Outdoor durability
Short version: two 12v WS2811 “pixel strings” survived four months outside in (record-setting) Boston winter weather, with no noteworthy problems. If you have an outdoor-installation-durability story to tell, please chime in!
More details in my case this time: I strung up two hundred “pixel nodes” (12v, WS2811, http://m.aliexpress.com/item/1032319604.html ) in a tree in our front yard around December 1st, 2014 and just took them down today (April 5th, 2015). That’s just over four months, 125 days or so.
The lights ran 24/7, in rain, snow, hail, snow, sleet, snow, fog, snow, sun, snow, wind, and snow. Did I mention the snow? (Boston set an all-time record for total snow, as well as all kinds of other weather records this winter. It was … amazing.)
For the first six weeks, the lights ran a custom modified “holiday twinkle lights” animation - fairly dense light, maybe a 20% duty cycle. For the rest of the time, they ran a slower, less dense variation, maybe with a 10% duty cycle. Brightness was 255 at all times.
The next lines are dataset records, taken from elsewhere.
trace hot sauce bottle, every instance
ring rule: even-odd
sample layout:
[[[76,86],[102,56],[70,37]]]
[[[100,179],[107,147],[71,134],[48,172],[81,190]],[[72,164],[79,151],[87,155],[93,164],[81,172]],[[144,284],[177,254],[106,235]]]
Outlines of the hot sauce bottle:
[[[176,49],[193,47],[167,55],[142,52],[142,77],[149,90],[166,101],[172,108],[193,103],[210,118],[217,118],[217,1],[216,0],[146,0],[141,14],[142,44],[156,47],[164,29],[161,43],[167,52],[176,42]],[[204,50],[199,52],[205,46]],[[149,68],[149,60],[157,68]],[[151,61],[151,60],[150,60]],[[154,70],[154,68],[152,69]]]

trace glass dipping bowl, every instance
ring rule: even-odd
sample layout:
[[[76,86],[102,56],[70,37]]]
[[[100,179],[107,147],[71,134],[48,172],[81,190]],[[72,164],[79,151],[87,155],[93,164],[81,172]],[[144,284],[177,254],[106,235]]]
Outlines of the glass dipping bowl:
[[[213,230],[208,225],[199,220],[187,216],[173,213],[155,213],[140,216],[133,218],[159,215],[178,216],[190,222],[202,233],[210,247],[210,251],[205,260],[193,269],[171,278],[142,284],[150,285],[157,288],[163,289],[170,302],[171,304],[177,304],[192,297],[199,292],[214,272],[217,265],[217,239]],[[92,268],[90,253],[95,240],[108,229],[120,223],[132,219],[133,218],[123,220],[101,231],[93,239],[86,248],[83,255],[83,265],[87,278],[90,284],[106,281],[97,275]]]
The microcontroller and power supply were in DIY’d weatherproof enclosures, and there’s no sign that anything leaked. This was what I thought would be the problem, so this was what I was extra careful on.
But basically everything just worked!
I suspect that the plastic insulation on the pixel strings would start to suffer a bit if it were left up and exposed to the summer sun at length, but for a couple of months of wet and cold and wind – there were no problems that I saw.
I know that the big-Halloween-decor folk and big-Holiday-decor folk have lots more experience in terms of durability of gear – maybe you’d like to chime in and add your success (and horror) stories?